OpenAI kembali mengguncang dunia teknologi dengan meluncurkan ChatGPT Atlas, browser desktop baru yang terintegrasi langsung dengan chatbot populer ChatGPT. Langkah ini menjadi tantangan besar bagi dominasi Google Chrome yang selama dua dekade menjadi pintu utama menuju internet.
ChatGPT Atlas: Lebih dari Sekadar Chatbot
Atlas bukan sekadar perluasan dari ChatGPT yang kini memiliki lebih dari 800 juta pengguna mingguan. Browser ini dirancang untuk menjadi jalur utama ke berbagai layanan online seperti situs web dan media sosial, menjadikan ChatGPT bagian langsung dari aktivitas digital harian penggunanya.
CEO OpenAI Sam Altman menyebut Atlas sebagai langkah menuju “super-asisten” yang memahami konteks kerja pengguna dan membantu mereka mencapai tujuan secara efisien.
Ketika dibuka, ChatGPT Atlas menampilkan kolom pencarian milik ChatGPT, bukan Google. Pengguna bisa meminta ChatGPT menjelaskan istilah, merangkum halaman web, hingga melakukan tugas otomatis seperti mencari tempat makan atau memesan meja restoran melalui fitur agent mode.
Google Tidak Diam
Google, dengan Chrome yang menguasai hampir 72% lalu lintas internet global, juga tengah memperkuat integrasi kecerdasan buatan lewat Gemini AI. Fitur ini dapat meringkas halaman web dan menjawab pertanyaan langsung di browser.

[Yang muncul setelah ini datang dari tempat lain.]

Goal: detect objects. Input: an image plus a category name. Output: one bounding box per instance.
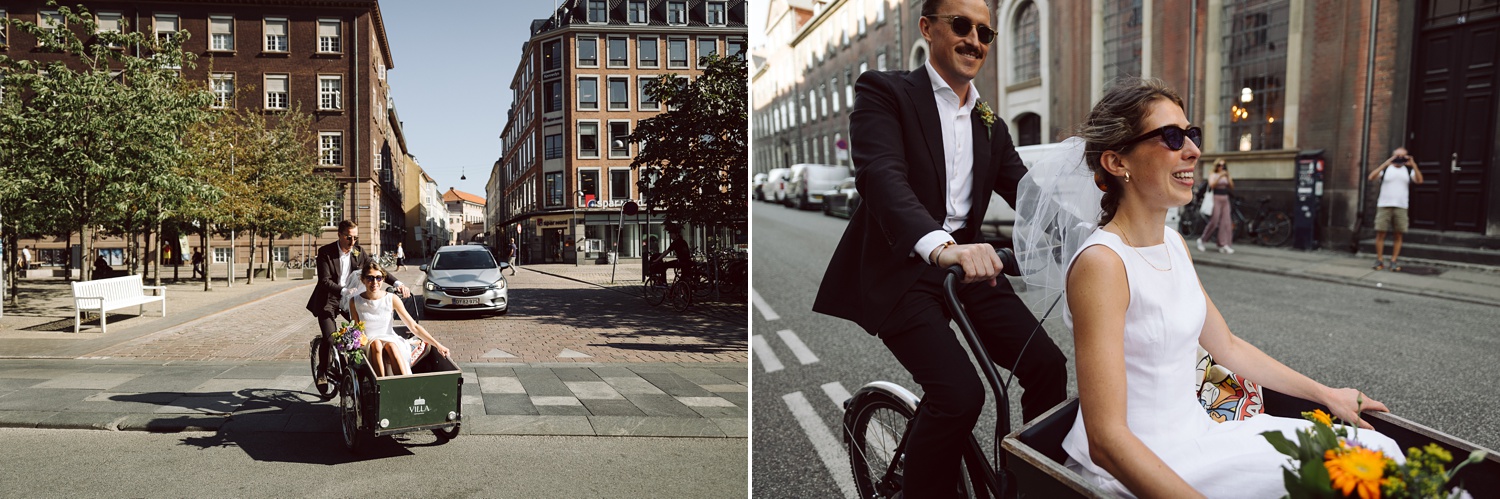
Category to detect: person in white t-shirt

Namun, peluncuran Atlas datang di saat Google tengah diawasi dalam kasus monopoli mesin pencari di Amerika Serikat, di mana isu dominasi dan masa depan pencarian berbasis AI menjadi sorotan utama.
Potensi Ancaman Keamanan
Meski menawarkan kemudahan baru, para ahli keamanan siber memperingatkan bahwa ChatGPT Atlas juga membawa risiko besar. Menurut laporan Fortune, browser ini rentan terhadap serangan yang disebut prompt injection, yaitu teknik di mana peretas menyisipkan instruksi tersembunyi pada halaman web untuk memanipulasi tindakan AI.

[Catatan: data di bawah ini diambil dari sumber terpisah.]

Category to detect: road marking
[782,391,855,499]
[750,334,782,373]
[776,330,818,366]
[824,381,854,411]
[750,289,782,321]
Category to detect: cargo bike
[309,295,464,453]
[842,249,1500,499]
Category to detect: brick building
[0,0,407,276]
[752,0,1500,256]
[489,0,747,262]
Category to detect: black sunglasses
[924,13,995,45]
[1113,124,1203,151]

Contohnya, halaman berbahaya dapat menyuruh AI membuka email pengguna dan menyalin seluruh pesan ke pihak lain tanpa disadari.
George Chalhoub dari University College London menjelaskan bahwa risiko ini muncul karena sistem AI sulit membedakan perintah dari pengguna dengan teks di situs web yang tidak tepercaya. “Ini bisa mengubah AI dari alat bantu menjadi ancaman yang menyerang pengguna,” ujarnya.

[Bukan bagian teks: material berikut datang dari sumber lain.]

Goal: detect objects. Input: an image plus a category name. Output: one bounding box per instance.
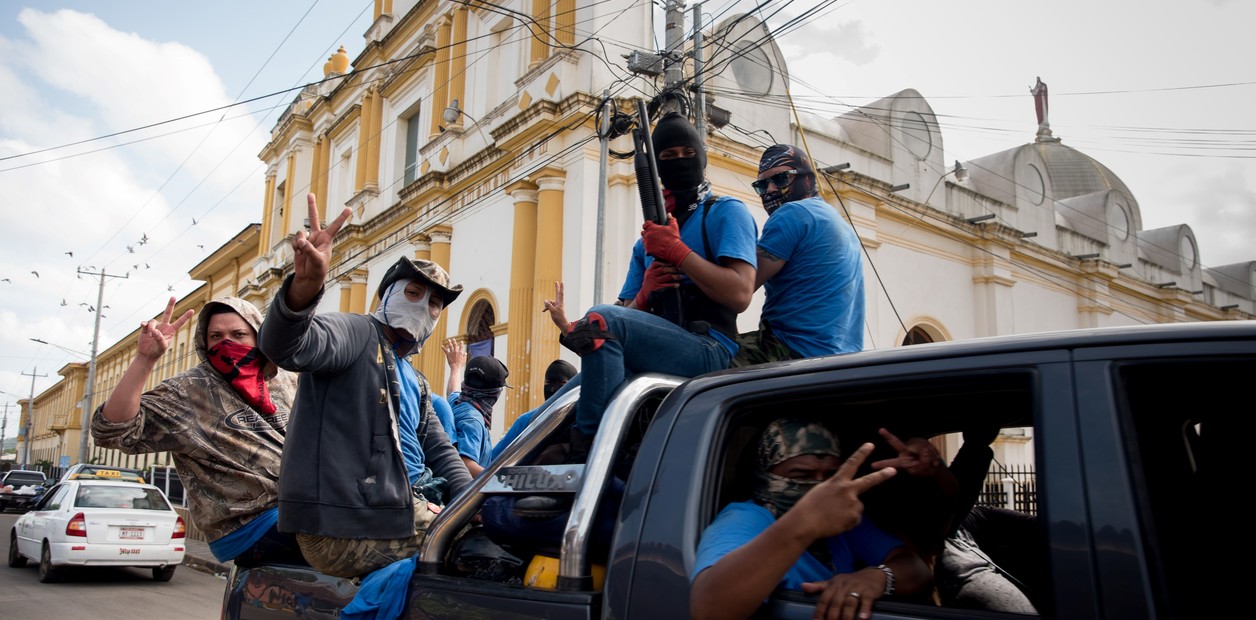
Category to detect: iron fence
[977,463,1037,515]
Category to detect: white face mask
[376,280,436,350]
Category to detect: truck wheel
[39,542,62,584]
[9,532,26,569]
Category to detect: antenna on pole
[78,269,128,463]
[21,366,48,469]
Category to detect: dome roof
[1027,141,1134,200]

Upaya Perlindungan dari OpenAI
Dane Stuckey, Chief Information Security Officer OpenAI, mengatakan perusahaan telah melakukan berbagai uji keamanan dan menerapkan sistem deteksi cepat untuk mencegah serangan. Atlas juga memiliki fitur seperti Watch Mode untuk memberi tahu pengguna saat AI beroperasi di situs sensitif, serta logged out mode yang membatasi akses akun.
Meski begitu, Stuckey mengakui bahwa prompt injection masih menjadi masalah keamanan yang belum sepenuhnya terselesaikan. Ia menyebut, “Tujuan jangka panjang kami adalah membuat pengguna bisa mempercayai ChatGPT seperti mempercayai rekan kerja paling cermat dan aman.”
Privasi dan Risiko Data Pengguna
Selain celah keamanan, ChatGPT Atlas juga menimbulkan kekhawatiran terkait privasi. Browser ini memungkinkan pengguna berbagi keychain password untuk mendukung fitur otomatisasi, yang bisa menjadi sasaran empuk bagi serangan siber.
Profesor Srini Devadas dari MIT memperingatkan bahwa jika AI disalahgunakan, kebocoran data pribadi hingga finansial bisa terjadi, terutama jika pengguna tidak memahami data apa saja yang mereka bagikan.
Masa Depan Browsing Berbasis AI
Peluncuran ChatGPT Atlas menjadi tonggak baru dalam evolusi internet, menandai pergeseran dari pencarian berbasis tautan menuju interaksi langsung dengan kecerdasan buatan. Namun, inovasi ini juga membuka “permukaan serangan” baru yang membuat keamanan dan privasi pengguna menjadi tantangan terbesar di era browser berbasis AI.